I snapped the lights off at twenty-six minutes past five. I was almost out the door when I remembered my keyboard. I’d written hundreds of stories on it and liked the feel of the keys. I went back and unplugged it and tucked it under my arm.

Seven hours later, I had to bring it back, because I had one more story to write. It was too late for the paper but I posted it online before I headed over to the celebration at Enright’s.

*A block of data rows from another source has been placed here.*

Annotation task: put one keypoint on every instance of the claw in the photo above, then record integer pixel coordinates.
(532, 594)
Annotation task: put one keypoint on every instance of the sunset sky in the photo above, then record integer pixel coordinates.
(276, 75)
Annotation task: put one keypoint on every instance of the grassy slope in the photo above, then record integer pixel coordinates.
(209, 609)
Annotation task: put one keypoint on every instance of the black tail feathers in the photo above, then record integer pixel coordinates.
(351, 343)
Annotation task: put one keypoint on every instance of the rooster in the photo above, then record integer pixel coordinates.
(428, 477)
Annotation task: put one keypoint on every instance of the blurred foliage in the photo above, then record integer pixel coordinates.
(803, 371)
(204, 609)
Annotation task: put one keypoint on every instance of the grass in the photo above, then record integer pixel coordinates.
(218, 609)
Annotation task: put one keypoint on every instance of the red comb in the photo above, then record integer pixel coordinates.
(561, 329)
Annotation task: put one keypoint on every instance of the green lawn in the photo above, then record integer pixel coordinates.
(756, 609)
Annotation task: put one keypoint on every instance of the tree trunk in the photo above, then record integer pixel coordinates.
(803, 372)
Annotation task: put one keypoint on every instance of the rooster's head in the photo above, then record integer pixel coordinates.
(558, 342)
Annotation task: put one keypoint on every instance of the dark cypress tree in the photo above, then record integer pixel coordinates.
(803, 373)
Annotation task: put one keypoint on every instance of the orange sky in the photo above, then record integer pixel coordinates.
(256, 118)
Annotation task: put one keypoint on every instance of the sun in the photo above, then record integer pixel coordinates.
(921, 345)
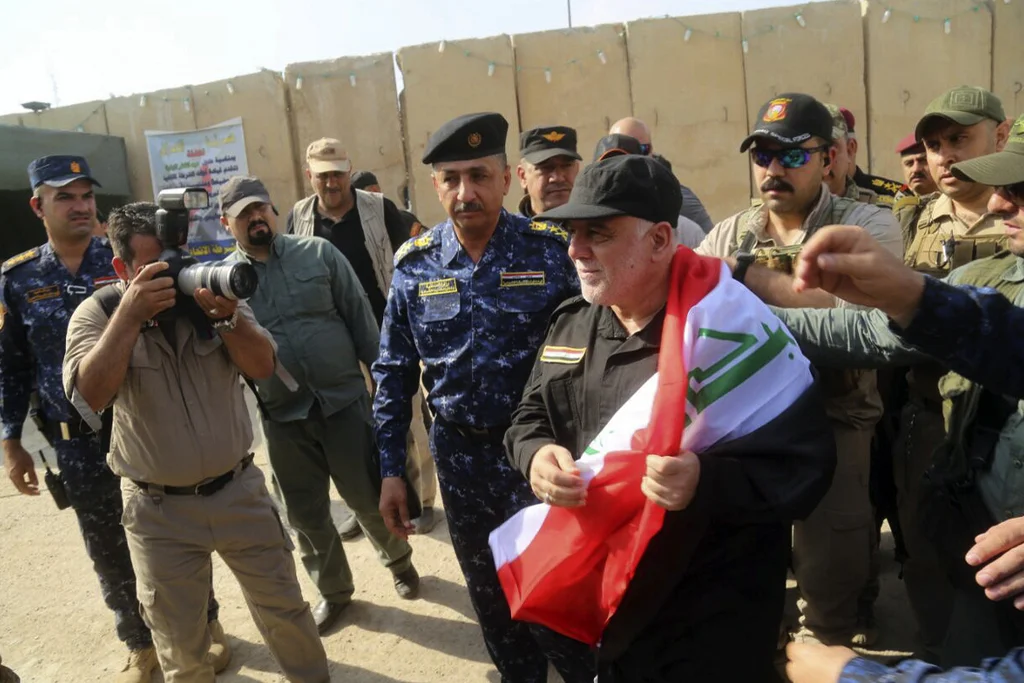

UPSET! RATS SINK PIPEFITTERS, GO TO MICHIGAN STATE FINAL

By A. J. Carpenter

Pilot Staff Correspondent

In a triple-overtime thriller that ranks with the biggest upsets in Michigan hockey history, the Hungry River Rats of Starvation Lake beat the Pipefitters of Trenton, 2–1, to advance to Saturday’s state championship final.

Goaltender Dougie Baker stopped a play-off record 71 shots in a performance River Rats Coach Dick Popovich called “absolutely stunning.” Highlights included a diving glove save on a breakaway by Pipefitter star Bobby Hofmeister with 18 seconds remaining in the second overtime.

The victory marked the first time the River Rats (23-6-2) had ever beaten the Pipefitters (27-3-1). The teams came into the game ranked #7 and #2 in the state, respectively.

The Rats’ other star was on the ice for less than ten seconds. Team scoring leader Matthew “Tex” Dobrick wasn’t expected to play due to a severe ankle sprain.

But Dobrick showed up in uniform, skated in the team’s pregame warm-up, and appeared at center ice for the opening face-off before retiring to the bench, in obvious pain, for the rest of the game.

“Tough kid,” said Pipefitters Coach Ron Wallman. “We came into the building figuring he was a scratch, and seeing him out there messed with our heads.”

A packed Starvation Lake Arena exploded nearly four minutes into the third overtime when Ethan Banonis banged in a rebound for the win.

“It’s a great moment for a great town,” Popovich said. “But we still have work to do.”

The Rats will play for the state title in their home rink at 5 p.m. Saturday against the top-ranked Austin Painters (28-0-3), who beat Fife Electric, 6–3, in the earlier semifinal.

The Rats have played for the state title only once before. In 1981, they lost to the Pipefitters, 2–1, on a questionable overtime score allowed by goaltender Augustus Carpenter.